Faut-il rappeler que plus de 10 000 milliards de dollars transitent chaque année dans ces trous noirs de la fiscalité ? Faut-il rappeler que 55 % du commerce international et 35 % des flux financiers transitent par ces paradis fiscaux ? Les deux tiers des hedge funds y sont domiciliés, d'après l'ancien directeur de la BNP, Daniel Lebègue, qui connaît parfaitement le sujet.

Vous tentez de nous convaincre que les paradis fiscaux et judiciaires d'hier sont devenus, du jour au lendemain, des partenaires coopératifs, par la signature de douze accords d'échanges fiscaux. Mais qui prétendra que la structure de leur économie s'est modifiée ? Les études d'impact confessent les prouesses de ces territoires en matière de financiarisation.

Les îles Caïmans abritent 80 % des fonds d'investissement du monde et 85 000 sociétés, pour seulement 50 000 habitants ! Les îles Vierges logent la moitié des sociétés non résidentes du monde. Les îles anglo-normandes accueillent 225 banques et 820 fonds d'investissement, 53 % du PIB de Jersey est lié à la finance. Faut-il que je continue cette démonstration ?

Dans le monde de la finance, rien n'a changé malgré la crise et les pantomimes des sommets du G 20. En réalité, et vous le savez, le recours à la publication des listes noire et grise de territoires non coopératifs était une supercherie qui ne masque pas l'absence de volonté politique pour éradiquer les paradis fiscaux.

À la veille de la présidence française du G 8 et du G 20, la lutte contre les paradis fiscaux ne figure même plus sur votre feuille de route pour ces négociations. Je profite d'ailleurs de ce débat pour réclamer au Gouvernement que les parlementaires soient associés aux négociations imminentes du G 8 et du G 20 conduites par notre pays. Nous n'avons pour l'instant aucun élément sur leur contenu.

Les solutions les plus efficaces ont été refusées par les pays riches : sanctionner ces minuscules territoires non coopératifs qui dépendent totalement de nos économies. Interdire les transactions de nos banques et de nos entreprises vers ces trous noirs.

Pourquoi ont-elles été écartées ? Parce qu'au nom de la compétitivité internationale, les gouvernements ont capitulé devant les exigences du capitalisme et accepté le dumping fiscal. Ils ont favorisé l'émergence de places financière opaques à leurs frontières afin d'avantager leurs entreprises nationales, parfois sur un même territoire comme la City pour le Royaume-Uni ou le Delaware pour les États-Unis.

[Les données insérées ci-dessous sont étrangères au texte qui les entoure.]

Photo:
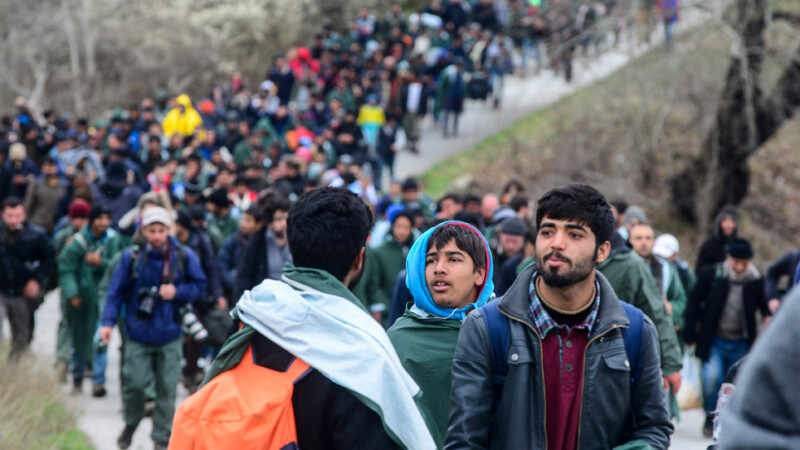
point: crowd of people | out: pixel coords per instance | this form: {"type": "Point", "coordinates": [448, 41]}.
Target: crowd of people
{"type": "Point", "coordinates": [165, 220]}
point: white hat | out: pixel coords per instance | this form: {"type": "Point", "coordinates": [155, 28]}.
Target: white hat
{"type": "Point", "coordinates": [156, 215]}
{"type": "Point", "coordinates": [666, 245]}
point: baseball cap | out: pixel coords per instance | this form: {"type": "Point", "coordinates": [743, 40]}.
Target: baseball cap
{"type": "Point", "coordinates": [156, 215]}
{"type": "Point", "coordinates": [666, 245]}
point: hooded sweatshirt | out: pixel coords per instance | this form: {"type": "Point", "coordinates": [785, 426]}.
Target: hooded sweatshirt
{"type": "Point", "coordinates": [182, 122]}
{"type": "Point", "coordinates": [713, 249]}
{"type": "Point", "coordinates": [425, 336]}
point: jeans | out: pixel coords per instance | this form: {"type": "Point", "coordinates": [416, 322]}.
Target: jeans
{"type": "Point", "coordinates": [724, 354]}
{"type": "Point", "coordinates": [19, 312]}
{"type": "Point", "coordinates": [99, 361]}
{"type": "Point", "coordinates": [143, 364]}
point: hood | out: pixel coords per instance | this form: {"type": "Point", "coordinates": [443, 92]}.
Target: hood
{"type": "Point", "coordinates": [415, 276]}
{"type": "Point", "coordinates": [726, 211]}
{"type": "Point", "coordinates": [184, 101]}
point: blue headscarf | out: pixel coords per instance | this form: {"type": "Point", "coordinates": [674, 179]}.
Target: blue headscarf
{"type": "Point", "coordinates": [415, 276]}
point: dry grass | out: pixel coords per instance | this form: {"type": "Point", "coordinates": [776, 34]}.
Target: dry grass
{"type": "Point", "coordinates": [32, 415]}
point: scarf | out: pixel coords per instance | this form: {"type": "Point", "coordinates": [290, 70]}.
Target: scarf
{"type": "Point", "coordinates": [415, 277]}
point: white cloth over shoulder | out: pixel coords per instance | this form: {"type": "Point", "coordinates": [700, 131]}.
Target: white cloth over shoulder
{"type": "Point", "coordinates": [342, 342]}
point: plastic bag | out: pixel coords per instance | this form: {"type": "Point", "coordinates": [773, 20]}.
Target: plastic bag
{"type": "Point", "coordinates": [690, 395]}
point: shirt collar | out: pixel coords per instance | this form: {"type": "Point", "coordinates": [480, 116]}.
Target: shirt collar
{"type": "Point", "coordinates": [542, 320]}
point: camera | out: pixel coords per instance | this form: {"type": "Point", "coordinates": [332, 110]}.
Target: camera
{"type": "Point", "coordinates": [147, 297]}
{"type": "Point", "coordinates": [190, 324]}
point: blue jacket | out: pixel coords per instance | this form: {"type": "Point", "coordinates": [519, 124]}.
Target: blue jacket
{"type": "Point", "coordinates": [189, 281]}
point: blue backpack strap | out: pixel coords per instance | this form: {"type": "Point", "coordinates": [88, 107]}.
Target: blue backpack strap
{"type": "Point", "coordinates": [633, 345]}
{"type": "Point", "coordinates": [498, 327]}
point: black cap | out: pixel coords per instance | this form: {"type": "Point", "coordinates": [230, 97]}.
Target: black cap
{"type": "Point", "coordinates": [410, 185]}
{"type": "Point", "coordinates": [219, 197]}
{"type": "Point", "coordinates": [739, 249]}
{"type": "Point", "coordinates": [514, 226]}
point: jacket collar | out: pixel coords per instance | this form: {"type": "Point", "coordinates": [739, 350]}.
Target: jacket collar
{"type": "Point", "coordinates": [307, 279]}
{"type": "Point", "coordinates": [516, 303]}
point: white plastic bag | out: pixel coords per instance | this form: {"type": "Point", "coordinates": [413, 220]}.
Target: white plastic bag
{"type": "Point", "coordinates": [690, 395]}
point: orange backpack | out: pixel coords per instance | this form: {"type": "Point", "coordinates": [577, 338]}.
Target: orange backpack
{"type": "Point", "coordinates": [247, 407]}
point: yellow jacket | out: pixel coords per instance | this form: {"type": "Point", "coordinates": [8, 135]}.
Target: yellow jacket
{"type": "Point", "coordinates": [182, 122]}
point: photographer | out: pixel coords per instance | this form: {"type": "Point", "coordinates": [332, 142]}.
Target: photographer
{"type": "Point", "coordinates": [153, 284]}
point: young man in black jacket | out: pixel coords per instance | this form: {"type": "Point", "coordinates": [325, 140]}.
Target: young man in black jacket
{"type": "Point", "coordinates": [721, 318]}
{"type": "Point", "coordinates": [27, 258]}
{"type": "Point", "coordinates": [568, 379]}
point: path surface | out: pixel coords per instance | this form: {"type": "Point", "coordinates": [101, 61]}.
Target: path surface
{"type": "Point", "coordinates": [101, 418]}
{"type": "Point", "coordinates": [525, 95]}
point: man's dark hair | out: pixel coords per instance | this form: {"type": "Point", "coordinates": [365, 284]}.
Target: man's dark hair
{"type": "Point", "coordinates": [276, 202]}
{"type": "Point", "coordinates": [254, 212]}
{"type": "Point", "coordinates": [472, 198]}
{"type": "Point", "coordinates": [620, 204]}
{"type": "Point", "coordinates": [465, 239]}
{"type": "Point", "coordinates": [581, 203]}
{"type": "Point", "coordinates": [12, 202]}
{"type": "Point", "coordinates": [327, 228]}
{"type": "Point", "coordinates": [518, 202]}
{"type": "Point", "coordinates": [449, 196]}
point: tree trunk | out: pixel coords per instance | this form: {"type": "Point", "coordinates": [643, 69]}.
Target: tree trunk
{"type": "Point", "coordinates": [719, 175]}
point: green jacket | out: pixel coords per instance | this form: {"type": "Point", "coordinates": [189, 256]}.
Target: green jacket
{"type": "Point", "coordinates": [631, 279]}
{"type": "Point", "coordinates": [676, 295]}
{"type": "Point", "coordinates": [425, 346]}
{"type": "Point", "coordinates": [367, 286]}
{"type": "Point", "coordinates": [77, 278]}
{"type": "Point", "coordinates": [228, 225]}
{"type": "Point", "coordinates": [389, 259]}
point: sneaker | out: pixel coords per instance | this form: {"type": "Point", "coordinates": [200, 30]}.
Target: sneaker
{"type": "Point", "coordinates": [125, 439]}
{"type": "Point", "coordinates": [149, 407]}
{"type": "Point", "coordinates": [77, 386]}
{"type": "Point", "coordinates": [708, 426]}
{"type": "Point", "coordinates": [98, 390]}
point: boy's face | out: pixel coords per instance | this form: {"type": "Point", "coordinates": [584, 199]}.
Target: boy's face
{"type": "Point", "coordinates": [451, 276]}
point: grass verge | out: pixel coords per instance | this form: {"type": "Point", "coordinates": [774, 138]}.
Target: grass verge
{"type": "Point", "coordinates": [32, 415]}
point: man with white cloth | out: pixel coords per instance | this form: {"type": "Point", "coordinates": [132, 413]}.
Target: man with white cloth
{"type": "Point", "coordinates": [358, 396]}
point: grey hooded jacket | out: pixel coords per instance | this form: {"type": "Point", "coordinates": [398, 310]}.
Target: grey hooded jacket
{"type": "Point", "coordinates": [519, 419]}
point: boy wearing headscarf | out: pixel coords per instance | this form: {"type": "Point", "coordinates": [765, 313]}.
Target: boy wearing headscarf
{"type": "Point", "coordinates": [449, 273]}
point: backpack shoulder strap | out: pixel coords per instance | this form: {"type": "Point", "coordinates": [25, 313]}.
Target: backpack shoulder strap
{"type": "Point", "coordinates": [498, 327]}
{"type": "Point", "coordinates": [633, 339]}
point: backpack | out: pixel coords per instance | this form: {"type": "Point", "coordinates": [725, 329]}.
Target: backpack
{"type": "Point", "coordinates": [500, 335]}
{"type": "Point", "coordinates": [247, 407]}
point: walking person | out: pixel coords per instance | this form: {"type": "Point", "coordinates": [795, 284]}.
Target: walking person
{"type": "Point", "coordinates": [449, 271]}
{"type": "Point", "coordinates": [80, 268]}
{"type": "Point", "coordinates": [721, 318]}
{"type": "Point", "coordinates": [566, 378]}
{"type": "Point", "coordinates": [150, 287]}
{"type": "Point", "coordinates": [27, 259]}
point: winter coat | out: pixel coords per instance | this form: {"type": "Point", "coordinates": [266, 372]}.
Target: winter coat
{"type": "Point", "coordinates": [708, 299]}
{"type": "Point", "coordinates": [713, 249]}
{"type": "Point", "coordinates": [228, 259]}
{"type": "Point", "coordinates": [253, 265]}
{"type": "Point", "coordinates": [41, 200]}
{"type": "Point", "coordinates": [119, 199]}
{"type": "Point", "coordinates": [518, 421]}
{"type": "Point", "coordinates": [183, 123]}
{"type": "Point", "coordinates": [632, 282]}
{"type": "Point", "coordinates": [30, 257]}
{"type": "Point", "coordinates": [79, 279]}
{"type": "Point", "coordinates": [163, 326]}
{"type": "Point", "coordinates": [390, 259]}
{"type": "Point", "coordinates": [425, 345]}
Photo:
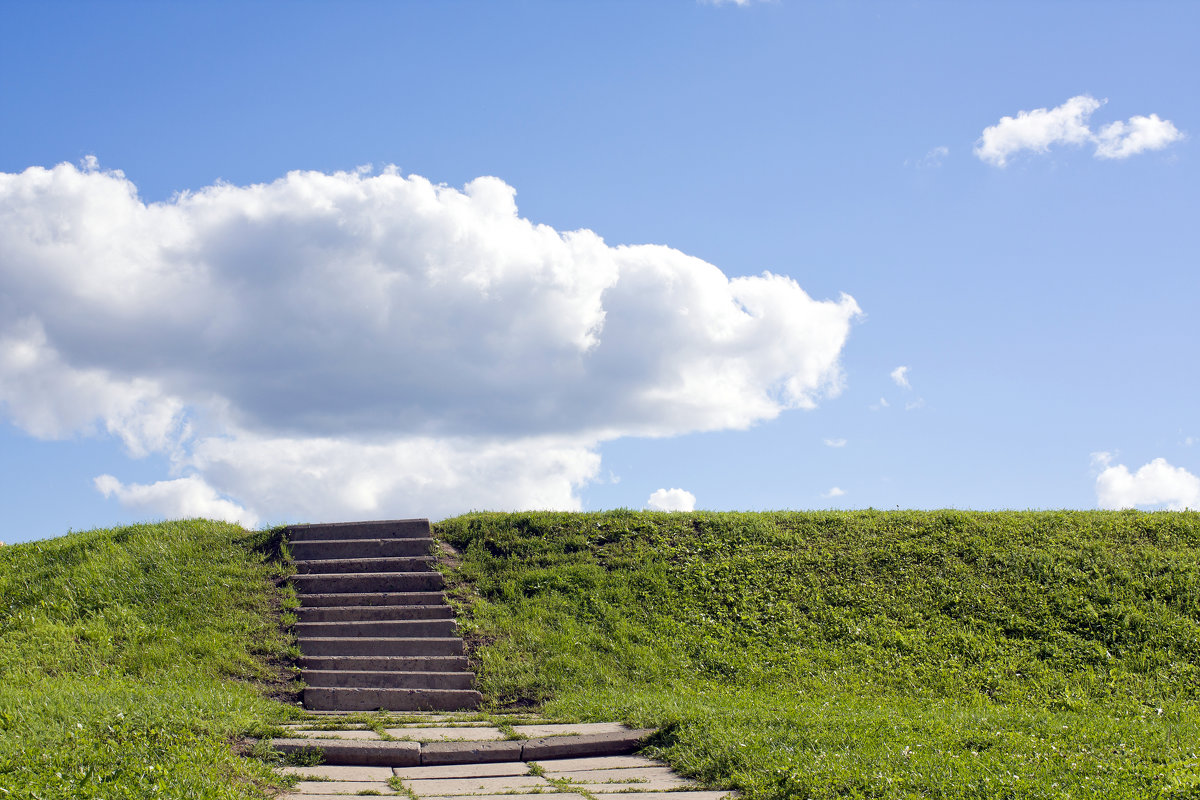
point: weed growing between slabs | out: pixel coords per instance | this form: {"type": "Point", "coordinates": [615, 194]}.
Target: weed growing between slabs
{"type": "Point", "coordinates": [132, 660]}
{"type": "Point", "coordinates": [857, 654]}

La France soutient tout autant le circuit des paradis fiscaux, à Monaco ou dans les Caraïbes, car le gouvernement français n'a pas l'intention de remettre en cause ce coeur du capitalisme financiarisé.

À travers cet accord fiscal et les dix-sept autres qui l'ont précédé, le Gouvernement entend poursuivre la diminution des droits inscrits dans le préambule de la Constitution – je pense notamment aux principes politiques, économiques et sociaux, particulièrement nécessaires à notre temps. Cette régression frappera les citoyens français, car le dumping fiscal appauvrit les ressources de la nation et empêche la construction de nouveaux services publics. Mais elle touchera plus encore les citoyens des pays du Sud, car sans vergogne nos multinationales poursuivront le pillage des ressources sans déclarer leurs profits au fisc des pays en développement, grâce au mécanisme des prix de transfert.

Pour ces raisons, notre groupe refuse de cautionner un tel accord.